The credit loan balance sharply decreased by more than 2 trillion won in a month as forced liquidations poured in during the steep market decline last month amid growing global recession concerns. Individual investors facing collateral shortages are subject to forced liquidation if they fail to add funds within the deadline. Securities firms forcibly dispose of stocks at prices lower than the market price two trading days later in accounts using credit trading when the evaluated amount falls below the collateral maintenance ratio due to stock price declines.
The proportion of forced liquidation relative to outstanding loans soared to 20.3% on the 27th, and on the 28th and 29th, the forced liquidation ratio remained in double digits at 13% and 10%, respectively. On the 30th of last month, the forced liquidation ratio was 8.5%, higher than this year's average of 7.2%. Forced liquidations conducted throughout last month amounted to 391.5 billion won. In particular, on the 28th, two days after the "Black Monday" when the KOSPI fell more than 3% and the KOSDAQ more than 5% on the 26th, a flood of forced liquidation volume caused the KOSPI to drop more than 2%.
This year, last month marked the third time forced liquidations led to sharp stock price declines.
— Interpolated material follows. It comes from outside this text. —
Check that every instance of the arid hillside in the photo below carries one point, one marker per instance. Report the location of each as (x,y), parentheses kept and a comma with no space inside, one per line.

Similar situations occurred in January and June this year, when forced liquidations took place at KOSPI levels of 2600?2700 and 2300?2400, respectively, expanding the short-term stock index decline from about 7% to around 12%.
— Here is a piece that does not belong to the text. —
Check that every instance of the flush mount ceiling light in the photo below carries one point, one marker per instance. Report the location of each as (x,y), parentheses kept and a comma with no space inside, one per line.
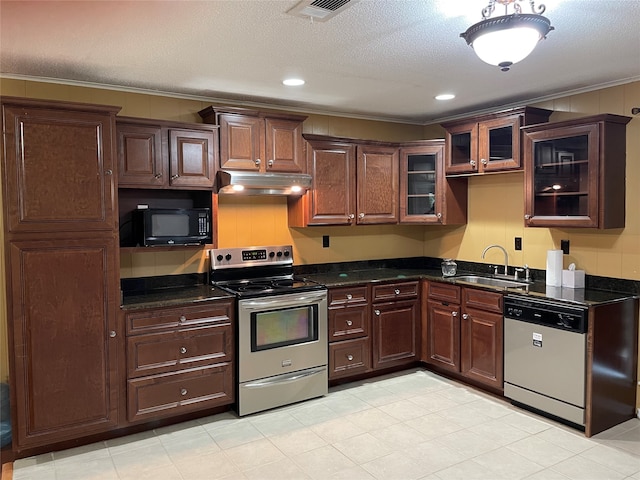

Kim Young-hwan, a researcher at NH Investment & Securities, said, "Since the KOSPI decline reached about 12% after the August peak, the possibility of a sharp additional drop due to forced liquidations is limited." However, he added, "Given the U.S. interest rate hikes accepting recession risks, the Bank of Korea's inevitable accompanying rate hikes, uncertainties in corporate earnings next year due to economic slowdown, and the potential emergence of emerging market credit risks, despite the short-term sharp decline, it is not an easy situation to bet on the direction of the stock index, such as approaching an oversold condition."